●『君の名は。』と『シュタインズゲート』と『魔法少女まどか☆マギカ』は、ざっくりみればどれも同じ構造の物語だと言える。世界の分岐点となる過去を変えることで未来(現実)を変える(『まど☆マギ』の場合、宇宙の始点から全部変えるわけだが)。それはつまり、過去を変えない限り未来は変わらない、という話になる。過去を変えるための方法は、『君の名は。』では古来から伝わる特別な力とシステムであり、『シュタゲ』では最新のテクノロジーであり、『まど☆マギ』では魔法(あるいはQべえによる超テクノロジー?)である、という違いがあるだけだ。
(ほむらの反復と岡部の反復。ほむらは、その絶望的な反復によって、まどかに過去を変えるための潜在的な力を供給し、岡部の絶望的な反復は、それによって過去を変えるための認識を蓄積する。)

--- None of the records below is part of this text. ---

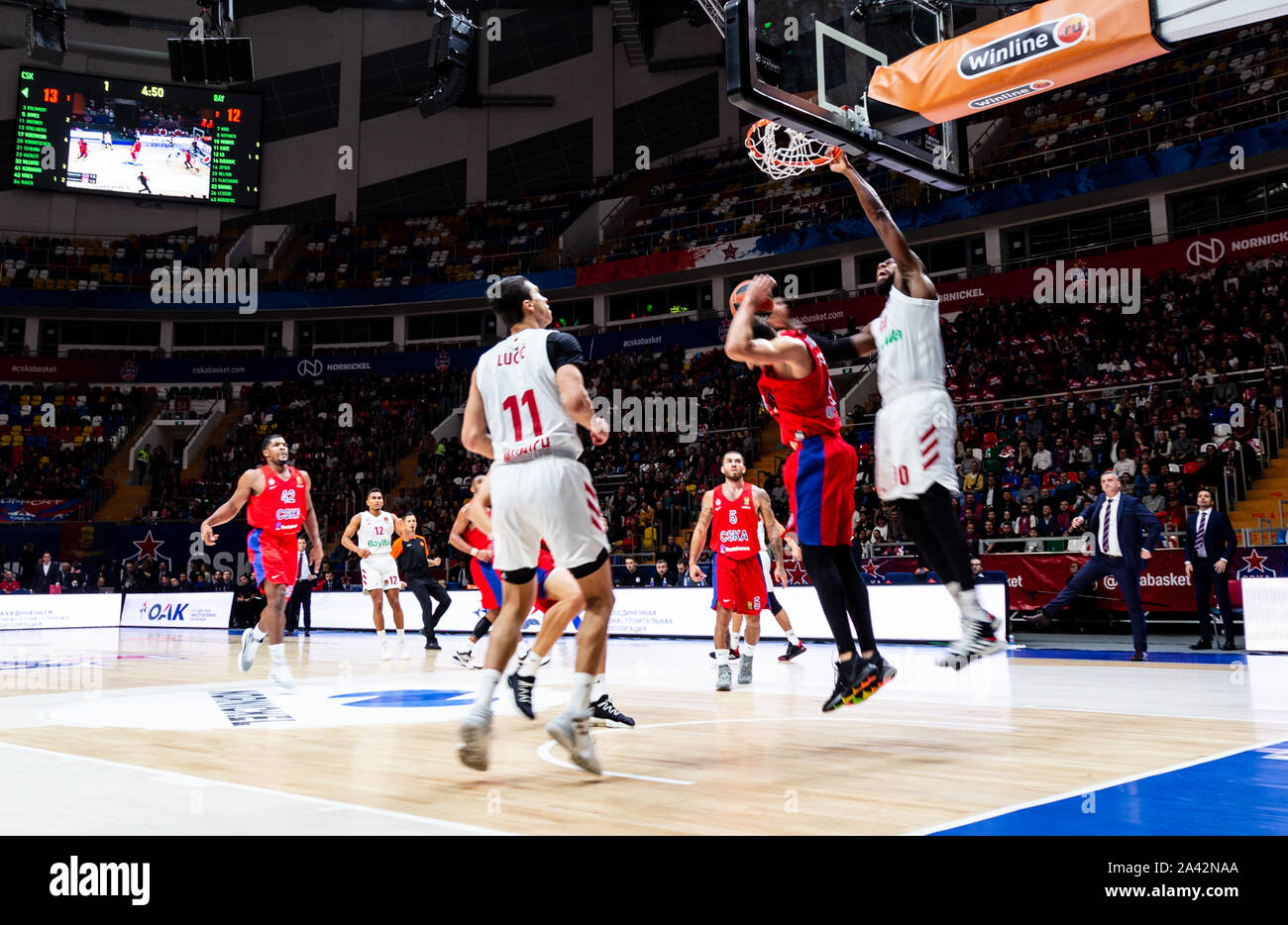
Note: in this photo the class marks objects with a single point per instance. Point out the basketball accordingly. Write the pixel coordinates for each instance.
(739, 290)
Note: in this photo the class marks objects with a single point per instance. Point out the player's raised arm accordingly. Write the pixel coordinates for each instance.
(911, 269)
(699, 538)
(456, 535)
(232, 506)
(477, 509)
(475, 436)
(742, 344)
(349, 532)
(773, 530)
(310, 525)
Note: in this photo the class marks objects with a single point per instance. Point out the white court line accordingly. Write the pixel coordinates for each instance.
(321, 801)
(1093, 787)
(544, 750)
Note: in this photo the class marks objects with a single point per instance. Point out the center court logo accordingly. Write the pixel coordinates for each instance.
(1017, 48)
(88, 878)
(179, 285)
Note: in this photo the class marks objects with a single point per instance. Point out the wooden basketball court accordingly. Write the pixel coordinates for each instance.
(156, 732)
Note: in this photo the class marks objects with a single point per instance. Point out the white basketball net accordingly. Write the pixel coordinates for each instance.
(797, 156)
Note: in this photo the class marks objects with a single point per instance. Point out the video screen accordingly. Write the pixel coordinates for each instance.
(130, 138)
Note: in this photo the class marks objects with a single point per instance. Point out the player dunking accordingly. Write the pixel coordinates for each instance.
(558, 600)
(473, 542)
(819, 476)
(376, 532)
(915, 427)
(527, 397)
(279, 502)
(733, 512)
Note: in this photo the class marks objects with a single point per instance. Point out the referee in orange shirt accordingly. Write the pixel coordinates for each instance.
(411, 553)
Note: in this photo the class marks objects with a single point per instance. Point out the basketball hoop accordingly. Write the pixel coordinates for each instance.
(795, 157)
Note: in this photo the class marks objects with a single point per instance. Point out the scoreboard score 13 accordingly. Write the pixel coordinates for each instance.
(132, 138)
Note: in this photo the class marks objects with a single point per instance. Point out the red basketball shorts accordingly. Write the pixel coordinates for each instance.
(739, 583)
(274, 557)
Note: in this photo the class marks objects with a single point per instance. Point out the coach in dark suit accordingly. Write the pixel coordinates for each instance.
(1210, 547)
(1125, 535)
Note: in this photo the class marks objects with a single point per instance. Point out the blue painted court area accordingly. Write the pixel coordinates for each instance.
(1122, 656)
(1241, 793)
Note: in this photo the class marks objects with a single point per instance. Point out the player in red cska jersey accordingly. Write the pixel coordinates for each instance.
(278, 505)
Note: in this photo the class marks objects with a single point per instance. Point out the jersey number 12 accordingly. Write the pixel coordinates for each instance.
(511, 405)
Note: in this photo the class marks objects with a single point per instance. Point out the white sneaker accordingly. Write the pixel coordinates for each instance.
(476, 736)
(282, 676)
(250, 646)
(572, 732)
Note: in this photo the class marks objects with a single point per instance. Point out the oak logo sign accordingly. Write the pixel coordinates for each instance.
(88, 878)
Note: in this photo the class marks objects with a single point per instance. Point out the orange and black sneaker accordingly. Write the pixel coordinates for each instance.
(883, 673)
(851, 677)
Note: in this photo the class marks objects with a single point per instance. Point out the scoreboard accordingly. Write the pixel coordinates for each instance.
(137, 138)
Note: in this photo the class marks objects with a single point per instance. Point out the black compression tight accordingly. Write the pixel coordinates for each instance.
(842, 595)
(930, 523)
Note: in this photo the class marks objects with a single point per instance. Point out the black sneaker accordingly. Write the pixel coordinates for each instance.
(885, 672)
(793, 651)
(603, 713)
(522, 686)
(851, 679)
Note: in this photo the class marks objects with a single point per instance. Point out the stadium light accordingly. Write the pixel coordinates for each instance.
(449, 59)
(47, 31)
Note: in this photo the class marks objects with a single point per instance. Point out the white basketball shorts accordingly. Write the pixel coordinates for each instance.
(915, 437)
(549, 499)
(378, 572)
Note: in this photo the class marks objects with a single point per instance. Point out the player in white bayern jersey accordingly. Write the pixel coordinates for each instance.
(375, 531)
(915, 428)
(527, 397)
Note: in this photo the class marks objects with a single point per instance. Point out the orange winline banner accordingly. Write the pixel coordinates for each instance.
(1050, 46)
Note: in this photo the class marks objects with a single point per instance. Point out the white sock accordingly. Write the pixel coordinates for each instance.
(967, 602)
(580, 698)
(529, 665)
(488, 679)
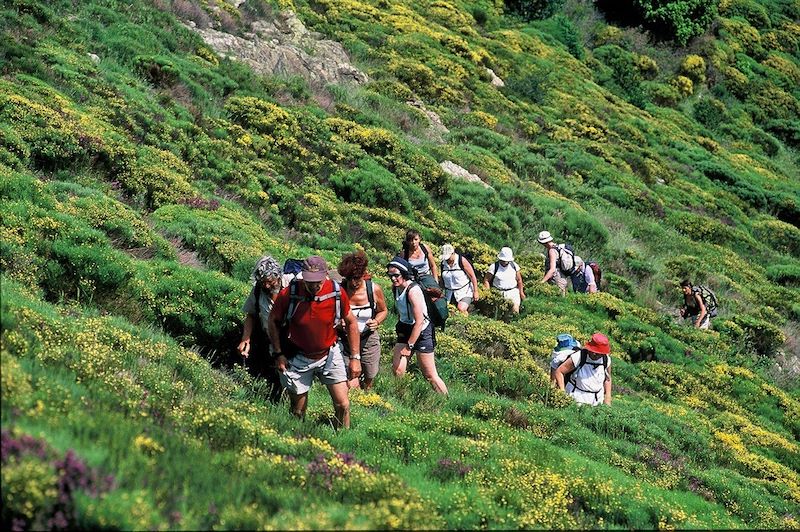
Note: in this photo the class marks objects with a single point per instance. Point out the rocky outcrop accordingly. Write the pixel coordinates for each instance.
(454, 170)
(285, 46)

ここで『シュタゲ』の「世界線」という概念だけがやや微妙で(つまり面白くて)、これは現実は一つであるのか(特定の世界線のみが「現実」であるのか)、あらゆる「世界線」が平等に「現実」であるのか、どちらもあり得るという含みをもたせている。物語では一応、現実は一つであるという前提で進んでいるけど、それは物語が岡部(他の岡部ではなく連続的なこの岡部)の視点でだけ記述されているからで、そう言い切れる根拠は示されていない(阿万音=ジョン・タイターはそう説明しているが、夢のなかの椎名まゆりは多世界解釈に近い)。原理的に岡部(=観客)にはそれを知るすべがない。